Living

Lauren Lynch of Latimer, how does your garden grow? Above ground in containers, of course

JEFF CLARK/SPECIAL TO THE SUN HERALD 
 Barbados native Lauren Lynch, 70, cares for more than 200 plants in her container plant garden.
JEFF CLARK/SPECIAL TO THE SUN HERALD Barbados native Lauren Lynch, 70, cares for more than 200 plants in her container plant garden.

LATIMER -- Lauren Lynch was in her early 60s when she started a container garden as a hobby in the aftermath of Hurricane Katrina. Today, at age 70, Lynch's hobby has become her passion, as she tends to more than 200 plants in her large garden that contains several species of mint, basil, rosemary, tarragon and other herbs and vegetables that are all grown in pots above the ground.

"Gardening has always been in my blood," Lynch said. "I wanted to show people that you don't have to own land to plant a garden. I've grown all of my plants in containers. The ground we are on is rocky, and it would not be a good place to try and plant a garden in the ground. So, containers allow me to grow things without doing it in the land."

Background

Lynch, a native of Barbados, moved to the U.S. about 15 years ago.

She said she moved to the Gulf Coast to take a job as a cook at a casino. She has since left that job and spends her time working in her garden in the Latimer community in Jackson County.

"I have only lived in Biloxi and the Biloxi area," she said. "This is where I left Barbados to come to. I wouldn't want to live anywhere else. It's very much like Barbados. It has a great climate for my plants."

Plant variety

Several of Lynch's plants, including taro root and yucca, are traditional African plants, as African culture is popular in her native country.
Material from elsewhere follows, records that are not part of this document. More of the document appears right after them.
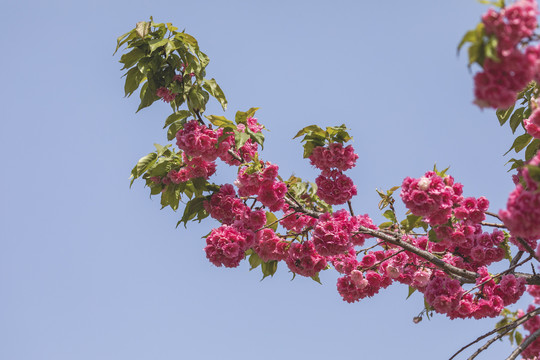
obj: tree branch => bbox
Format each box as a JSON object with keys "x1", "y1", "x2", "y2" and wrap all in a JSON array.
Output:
[
  {"x1": 448, "y1": 308, "x2": 540, "y2": 360},
  {"x1": 358, "y1": 226, "x2": 478, "y2": 283},
  {"x1": 506, "y1": 329, "x2": 540, "y2": 360}
]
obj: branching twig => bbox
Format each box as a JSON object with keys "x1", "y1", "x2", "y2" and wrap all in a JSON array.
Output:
[
  {"x1": 463, "y1": 256, "x2": 532, "y2": 296},
  {"x1": 448, "y1": 308, "x2": 540, "y2": 360},
  {"x1": 516, "y1": 237, "x2": 540, "y2": 261},
  {"x1": 506, "y1": 329, "x2": 540, "y2": 360},
  {"x1": 358, "y1": 226, "x2": 478, "y2": 283},
  {"x1": 486, "y1": 211, "x2": 502, "y2": 221}
]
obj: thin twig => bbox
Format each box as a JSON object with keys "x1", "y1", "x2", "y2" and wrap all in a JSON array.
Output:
[
  {"x1": 467, "y1": 327, "x2": 515, "y2": 360},
  {"x1": 480, "y1": 221, "x2": 506, "y2": 229},
  {"x1": 516, "y1": 237, "x2": 540, "y2": 261},
  {"x1": 486, "y1": 211, "x2": 502, "y2": 221},
  {"x1": 462, "y1": 256, "x2": 532, "y2": 296},
  {"x1": 448, "y1": 308, "x2": 540, "y2": 360},
  {"x1": 510, "y1": 250, "x2": 523, "y2": 267},
  {"x1": 347, "y1": 200, "x2": 354, "y2": 217},
  {"x1": 362, "y1": 249, "x2": 405, "y2": 272},
  {"x1": 506, "y1": 329, "x2": 540, "y2": 360}
]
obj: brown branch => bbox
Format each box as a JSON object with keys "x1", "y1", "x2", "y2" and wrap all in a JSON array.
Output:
[
  {"x1": 448, "y1": 308, "x2": 540, "y2": 360},
  {"x1": 516, "y1": 237, "x2": 540, "y2": 261},
  {"x1": 359, "y1": 226, "x2": 478, "y2": 283},
  {"x1": 480, "y1": 221, "x2": 506, "y2": 229},
  {"x1": 462, "y1": 256, "x2": 532, "y2": 296},
  {"x1": 347, "y1": 200, "x2": 354, "y2": 217},
  {"x1": 506, "y1": 329, "x2": 540, "y2": 360}
]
"One of my favorite plants is my Malabar spinach, which is also grown in Africa and India," she said. "It's a vine spinach. It grows up instead of staying on the ground. If a plant starts growing, it will continue to grow. It will be around here long after me and you are gone."

Lynch also has several pigeon pea plants, which are also common in Barbados.

"I eat these pigeon peas often," Lynch said. "A staple of Barbados food is pigeon peas and rice with a stew."

Vegetables

Aside from her vast herbs, Lynch also has cucumbers, red mustard greens, cherry tomatoes, cantaloupes and several varieties of peppers.

"I go to the D'Iberville Farmers Market every week and sell what I grow," she said. "I sell cucumbers and mint and peppers and whatever I have."

Although Lynch said she enjoys selling her goods at the market, the garden's main purpose is for her consumption.

"Instead of drinking soft drinks, I make about three gallons of herb tea," Lynch said. "It helps to purify your blood. You can sweeten it or not. I drink it semi-sweet. I have many stevia plants, and I use the stevia as my sweetener. I use orange mint and peppermint and apple mint and ginger mint and lots of other herbs. I only have a few herbs such as oregano that would not be good in tea."

Fall and winter plans

With fall and winter approaching, Lynch said she will soon be placing a large tarp over her garden so that it is not damaged by colder weather.

But as soon as spring rolls around, she'll spend her time cultivating her pride and joy.

"I don't plant this every year," Lynch said. "Many of these plants live from season to season. I just take care of them. I don't know what will be around next year. People are always giving me plants for my container garden. I love it because whatever we want to eat, we just go out and get a pinch of this or that and cook with it or make tea. We always have something to eat."